Ledesma kicks the life back into the album following the mournful end of the opener in “Blood Moon”, however, with a fiery but non-abrasive thicket of noisy guitar drone creating an entirely more turbulent piece. Banished are Grouper’s delicate and naively simplistic little melodies and in are the rich and empowered works Ledesma so lovingly crafts. Liz can still be heard serenading this boiling noise and Ledesma also seems to have some kind of even more distant overprint, and they’re beautiful additions to the textural onslaught. But the torrent dies away the same way as it did in the opener to be replaced by soft and cool reverbed drones right at the end as the full moon sets below the horizon and the night truly envelopes the land once more.

The title track creates a sandwich of sound as it returns to the seemingly Grouper lead style of sparse and reverb drenched guitar, minimal piano and barely there voices. There’s distinct sadness and sense of loss in this piece that reflect it’s namesake however, something that has not been present thus far. Liz sounds far away and not just literally but also emotionally, there’s a flatness and melancholy palpable through the quietly mourning music that has suddenly sprung up.
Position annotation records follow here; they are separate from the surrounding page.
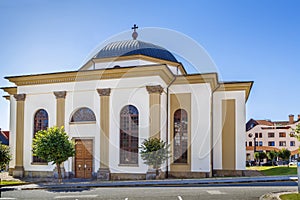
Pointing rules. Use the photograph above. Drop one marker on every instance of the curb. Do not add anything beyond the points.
(154, 183)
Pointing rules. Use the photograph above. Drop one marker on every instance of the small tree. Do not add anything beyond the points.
(154, 152)
(284, 154)
(259, 156)
(53, 145)
(272, 155)
(5, 156)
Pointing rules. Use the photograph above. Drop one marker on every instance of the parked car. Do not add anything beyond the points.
(293, 162)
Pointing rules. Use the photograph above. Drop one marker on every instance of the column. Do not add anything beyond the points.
(154, 110)
(19, 166)
(104, 172)
(60, 107)
(228, 134)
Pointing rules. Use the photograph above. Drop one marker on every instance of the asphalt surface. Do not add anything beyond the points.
(248, 191)
(181, 189)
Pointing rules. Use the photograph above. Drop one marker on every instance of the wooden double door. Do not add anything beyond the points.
(83, 158)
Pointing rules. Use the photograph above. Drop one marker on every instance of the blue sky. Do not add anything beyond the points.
(255, 40)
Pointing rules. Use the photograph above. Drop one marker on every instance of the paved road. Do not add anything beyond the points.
(229, 191)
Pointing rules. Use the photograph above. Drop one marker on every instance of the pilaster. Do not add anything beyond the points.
(60, 107)
(19, 165)
(104, 172)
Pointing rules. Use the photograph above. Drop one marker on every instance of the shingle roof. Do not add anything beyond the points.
(264, 122)
(135, 47)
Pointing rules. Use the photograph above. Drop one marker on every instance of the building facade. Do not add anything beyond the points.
(267, 135)
(129, 91)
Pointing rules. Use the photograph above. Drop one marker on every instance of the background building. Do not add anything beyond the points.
(266, 135)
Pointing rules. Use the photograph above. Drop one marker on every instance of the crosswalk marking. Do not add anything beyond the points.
(215, 192)
(75, 197)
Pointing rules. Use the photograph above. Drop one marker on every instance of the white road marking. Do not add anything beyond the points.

This theme continues somewhat through into perhaps my favourite track of the album “In Held Company”, which sounds almost like it could have come out of AIA, but with a twist. The piano is brought right to the fore, promoted upon realisation of its potential as an instrument to induce sadness. All the extraneous detail and faint record crackle fall away only to be replaced by Liz alone, consoling herself in the empty darkness for a short while before the barely-there sequences of drone appear once more in the extremely minimalistic final throes of the track. It says so little but the void speaks far more than the music ever could.

It’s difficult to follow up the incredible peacefulness, even if it was somewhat unsettling, of the previous track, but closer “Blood Loss” does it somehow. The message is startlingly clear and totally at peace with the decision that life is just not worth living without you in it. Liz’s voice comes in the same gentle pulses as it always does but there’s something dark and menacing underlying the track, a deep and growing rumble that shakes the track at its very core, a distant yet immediately affecting disruption in the fabric of the music; the blood rushing out of our ears, right out of our body. It never really gets going because it doesn’t have anywhere to go, the entire thing just fades away into a crumbling, rumbling oblivion, a peaceful and uneventful movement into darkness and then…nothing.
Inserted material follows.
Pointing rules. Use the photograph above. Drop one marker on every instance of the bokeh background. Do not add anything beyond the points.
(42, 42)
It’s a strange release in that, as we progress through the album it’s difficult to see the bigger picture of what the pair are leading up to and trying to put across but once it comes down to the closing moments the leadup really is everything and the jigsaw slots into place at last. Suicide is not an instantaneous decision, it’s not something that just pops into your head and then happens, there’s a slow and drawn out process of realisation. In this case the turbulence and disarray proceeding loss is made known in “Blood Moon” and goes downhill from there as we sit wistfully in silence bringing back up old memories and trying to make sense of it all before we go ahead and slip away into the darkness ourselves in the closer. It’s a dark album, there isn’t much in the way of light listening, but it’s easygoing and relatively accessible, even if it has challenging themes. I like it a lot, but I think there could have been something else if Ledesma had been given the chance to craft some of his bigger and bolder pieces a little more.